Cette expo pourrait laisser croire que les artistes en Chine sont en fin de compte libres. Il n'en est rien. Selon un documentaire de la télé française, au cours des deux dernières années, près de 200 artistes ont été mis en prison dont le célèbre et subversif Ai Weiwei qui, depuis sa libération l'an dernier, ne peut toujours pas voyager.

La Chine a encore beaucoup de chemin à faire avant d'être un modèle d'ouverture et de liberté. Si seulement Miss Mao et son chat pouvaient lui faire entendre raison.

ON EN PARLE TROP

Le Super Bowl et ses statistiques.
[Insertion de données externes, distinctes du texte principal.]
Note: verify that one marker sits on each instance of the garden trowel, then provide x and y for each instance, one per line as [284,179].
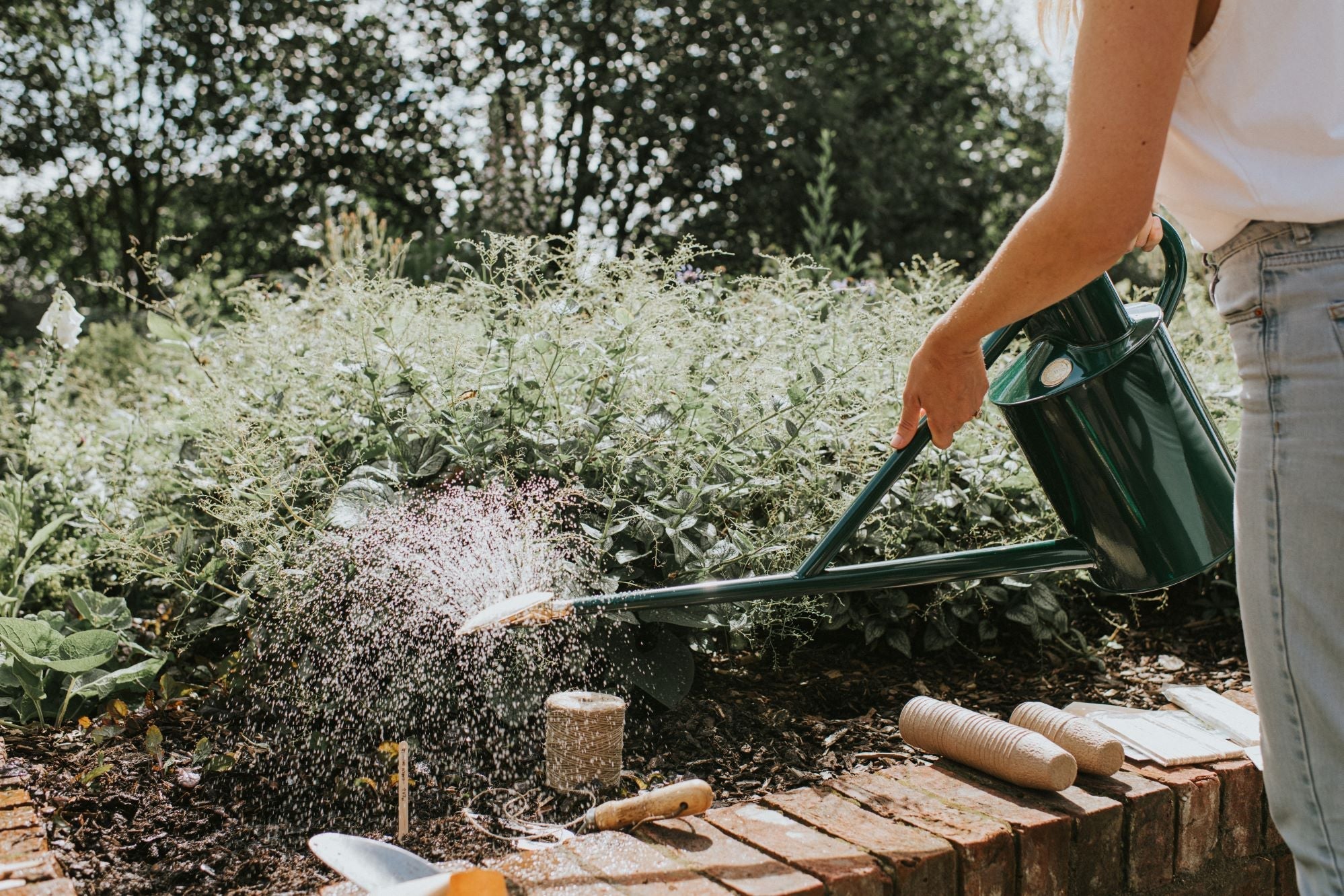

Pouvez-vous me dire à quoi ça sert de savoir qu'il y aura trois zillions de téléspectateurs à l'écoute, qu'ils se farciront 850 pubs à 4 millions de dollars le 30 secondes, tout cela en avalant 1,2 milliard d'ailes de poulet arrachées à 210 millions de poulets. Ça ne sert à rien sauf à donner mal au coeur.

ON N'EN PARLE PAS ASSEZ

L'avocate de droite Gail Trotter et son plaidoyer ridicule pour les «scary guns». «Pensez à la paix d'esprit que ressent une femme attaquée par trois, quatre ou cinq agresseurs pendant que ses bébés braillent, quand elle sait qu'elle a en sa possesion des «scary guns», a-t-elle déclaré au Sénat américain. Décidément cette femme mérite d'écrire des scénarios.